Council broadens search for £5 million needed to restore treasured Moray landmark

Grant Lodge has been boarded up since 2003
Grant Lodge has been boarded up since 2003

A £5 million price tag has been set on restoring one of Moray’s most treasured historic landmarks to its former glory.

Grant Lodge in Elgin has been boarded up for nearly 15 years after a serious fire started in the basement of the building.

Now Moray Council hopes the doors could be opened once again on the 18th century former library.

The authority has drawn up plans to convert the lodge into a whisky-themed visitor attraction as part of a “cultural quarter” – funded partly by a multi-million pound growth deal vision.

However, the cost of repairing and refurbishing the building has been set at £5million.

The council is now considering bidding to the Scottish Government’s regeneration capital grant fund to help cover the bill.

Yesterday, Elgin City South councillor John Divers, stressed it was something the authority had to urgently pursue.

He said: “Grant Lodge is something we have to look seriously at, there hasn’t been much movement there for long enough now.

“We’ve got an opportunity now with the growth deal to really try and get it moving.
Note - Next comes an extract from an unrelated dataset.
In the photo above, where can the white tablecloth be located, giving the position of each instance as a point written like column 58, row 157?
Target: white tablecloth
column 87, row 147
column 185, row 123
Other parts of Scotland have managed similar projects very well.

“Moray produces more whisky than anywhere else in the country. We really need a year-round attraction to bring that all together to benefit us.”

Councillors will meet on Thursday to approve bidding to the Scottish Government fund. Separate applications for European grants are also under consideration.

Grant Lodge remains owned by the people of Elgin but is managed by Moray Council in accordance with a deed of gift from former owner George Cooper.

Last night, Stuart Huyton, a member of the Grant Lodge Trust, explained the group would continue drawing up its own proposals for the building until its future became more certain.

The trust is preparing an application to the council for ownership of the building to restore it as a base for charities and as a heritage centre.

Mr Huyton said: “We would be delighted if it was restored. Seeing it back in use is the main thing that we are working towards.

“We’ve been here several times before though so until funding has been secured for a project then it’s prudent to keep progressing with our own plans for it.”